Importantly, RDX – the Research Department Explosive - has not been used in any terrorist attack in Kashmir in over a decade and the terror outfits have largely relied on Ammonium Nitrate based explosives in Kashmir in recent years.

Another reason why it is a matter of grave concern is that RDX is not easy to make when compared to Ammonium Nitrate. 

If it is established that RDX was used, then the agencies would need to explain how it entered Kashmir. Whether it was smuggled across the border or was it made locally? If made locally, then how were the raw materials procured? These are few of the questions that the probing agencies will have to ponder over.

RDX is an organic compound, a white solid without smell or taste, widely used as an explosive. 

A more powerful explosive than TNT, it was used widely in World War II and remains common in military applications. 

It is considered as a military grade explosive.

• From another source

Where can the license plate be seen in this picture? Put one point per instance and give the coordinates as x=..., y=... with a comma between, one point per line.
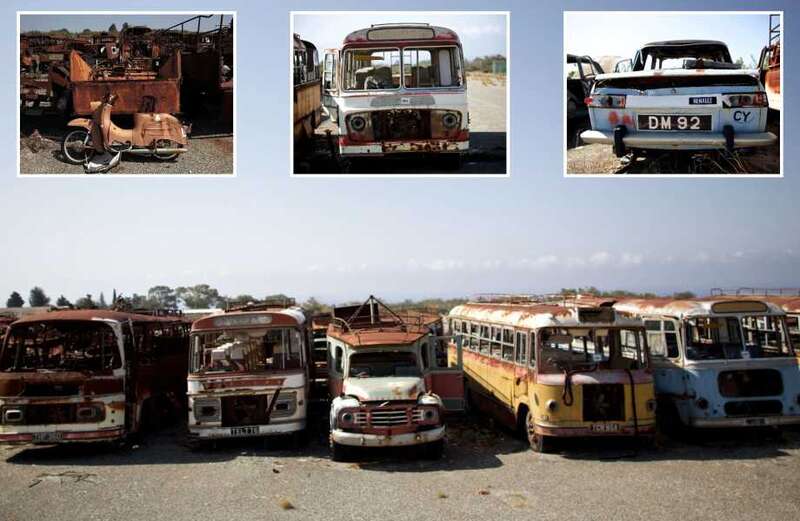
x=605, y=427
x=678, y=123
x=47, y=437
x=244, y=431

RDX was widely used during World War II, often in explosive mixtures with TNT such as Torpex, Composition B, Cyclotols, and H6. RDX, when exploded in air, has about 1.5 times the explosive energy of TNT per unit weight and about 2.0 times per unit volume.

The JeM, a Pakistan-based outfit, claimed responsibility for the attack in which a suicide bomber on Thursday rammed his SUV packed with explosives into a Central Reserve Police Force bus that was part of a large convoy on the Jammu-Srinagar highway around 3.15 PM, killing several troopers and leaving the security establishment stunned.

The Government of India (GoI) on Friday called back its High Commissioner to Pakistan Ajay Bisaria for consultations in the wake of the dastardly terror attack on CRPF convoy which left at least 40 troopers dead and several critically injured.

Prior to that, the government summoned Pakistan High Commissioner Sohail Mahmood and lodged a strong protest over the Pulwama terror attack that claimed the lives of 40 CRPF troopers in Jammu and Kashmir.

Earlier, sending out a tough message to Pakistan, the government on Friday withdrew the 'most-favoured nation' status to Pakistan, a move which would enable India to increase customs duty on goods coming from the neighbouring country.

In a media briefing after the meeting of the Cabinet Committee on Security (CCS), Finance Minister Arun Jaitley said the most-favoured-nation (MFN) status to Pakistan stands revoked.

India granted the MFN status to Pakistan way back in in 1996, but the neighbouring country has not yet reciprocated.

The MFN status was accorded under WTO's General Agreement on Tariffs and Trade (GATT).

Both India and Pakistan are signatories to this; and are members of the World Trade Organisation (WTO), which means they have to treat each other and the other WTO member countries as favoured trading partners in terms of imposing customs duties on goods.  

Meanwhile, coming down heavily on Pakistan, Prime Minister Narendra Modi on Friday said that those behind the Pulwama terror attack have committed a “grave mistake” and they will “punished”.